John Lewis zaczyna sprzedawać muzułmański hidżab
Chusta będzie sprzedawana w sklepach w Londynie i Liverpoolu. Decyzję tę z zadowoleniem powinna przyjąć muzułmańska społeczność, która do tej pory musiała polegać jedynie na specjalistycznych sklepach - zaznaczają brytyjskie media.
Przedstawiciele John Lewis tłumaczą, że ich krok to po prostu odpowiedź na duże zapotrzebowanie na ten produkt. "Dostarczamy szkolne uniformy do 350 placówek edukacyjnych w całym kraju. Szkoły poinformowały nas o produktach, kŧórych potrzebują w ramach uniformów" - tłumaczył rzecznik sieci.

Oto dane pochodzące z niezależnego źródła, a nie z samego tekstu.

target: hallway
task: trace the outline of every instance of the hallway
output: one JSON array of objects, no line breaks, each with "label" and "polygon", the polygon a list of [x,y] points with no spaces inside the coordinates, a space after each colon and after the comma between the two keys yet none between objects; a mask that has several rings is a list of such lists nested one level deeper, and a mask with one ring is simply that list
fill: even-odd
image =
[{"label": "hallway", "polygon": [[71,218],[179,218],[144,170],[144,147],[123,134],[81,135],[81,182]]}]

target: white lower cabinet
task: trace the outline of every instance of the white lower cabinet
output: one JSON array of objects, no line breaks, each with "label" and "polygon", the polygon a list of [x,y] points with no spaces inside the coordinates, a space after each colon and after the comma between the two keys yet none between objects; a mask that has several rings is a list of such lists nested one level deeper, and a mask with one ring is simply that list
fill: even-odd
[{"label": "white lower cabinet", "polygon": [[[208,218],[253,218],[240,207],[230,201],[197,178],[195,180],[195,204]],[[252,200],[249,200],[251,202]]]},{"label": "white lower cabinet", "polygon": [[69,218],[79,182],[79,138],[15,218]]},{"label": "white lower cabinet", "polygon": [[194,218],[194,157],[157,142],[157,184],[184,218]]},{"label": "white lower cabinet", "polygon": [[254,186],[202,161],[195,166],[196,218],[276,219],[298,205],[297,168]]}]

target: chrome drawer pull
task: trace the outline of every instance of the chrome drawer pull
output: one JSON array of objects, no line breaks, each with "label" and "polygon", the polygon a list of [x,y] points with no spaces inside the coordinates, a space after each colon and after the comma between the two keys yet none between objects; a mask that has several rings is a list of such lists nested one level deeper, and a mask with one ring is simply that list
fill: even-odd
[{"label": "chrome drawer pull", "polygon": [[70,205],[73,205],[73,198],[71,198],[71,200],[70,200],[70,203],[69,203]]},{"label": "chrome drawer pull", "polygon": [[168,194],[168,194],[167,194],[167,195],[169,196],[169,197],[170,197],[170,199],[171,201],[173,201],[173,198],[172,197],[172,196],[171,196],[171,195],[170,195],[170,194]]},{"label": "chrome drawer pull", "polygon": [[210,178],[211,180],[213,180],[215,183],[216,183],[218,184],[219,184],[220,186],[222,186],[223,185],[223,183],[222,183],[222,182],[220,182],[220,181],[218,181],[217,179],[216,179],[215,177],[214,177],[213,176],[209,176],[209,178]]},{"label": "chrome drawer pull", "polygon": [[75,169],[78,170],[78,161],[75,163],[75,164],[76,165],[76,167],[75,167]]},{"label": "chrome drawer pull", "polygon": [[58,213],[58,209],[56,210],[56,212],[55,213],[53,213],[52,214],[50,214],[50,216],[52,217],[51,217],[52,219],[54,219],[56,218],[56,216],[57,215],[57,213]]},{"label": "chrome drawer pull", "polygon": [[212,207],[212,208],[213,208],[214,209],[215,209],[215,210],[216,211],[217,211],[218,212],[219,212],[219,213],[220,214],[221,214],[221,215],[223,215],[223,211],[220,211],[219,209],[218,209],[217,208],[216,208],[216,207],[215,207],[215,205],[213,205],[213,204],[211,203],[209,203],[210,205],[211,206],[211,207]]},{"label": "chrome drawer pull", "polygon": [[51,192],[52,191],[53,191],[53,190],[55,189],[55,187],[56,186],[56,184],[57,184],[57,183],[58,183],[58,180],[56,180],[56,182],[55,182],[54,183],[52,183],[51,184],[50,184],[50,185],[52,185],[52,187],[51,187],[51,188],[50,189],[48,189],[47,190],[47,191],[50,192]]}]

Hidżab różni się od nikabu - zasłony, która niemal całkowicie zakrywa twarz - i niewiele jest rzeczy, które tak silnie potrafią wyprowadzić Brytyjczyków z równowagi jak właśnie noszony publicznie nikab.
Premier Tony Blair nazwał ten strój "symbolem separacji". Z kolei w 2006 r. Jack Straw, jeden z czołowych polityków Partii Pracy, skrytykował kobiety, które na spotkania z nim przychodziły w nikabach i opowiedział się za ich całkowitym zniesieniem.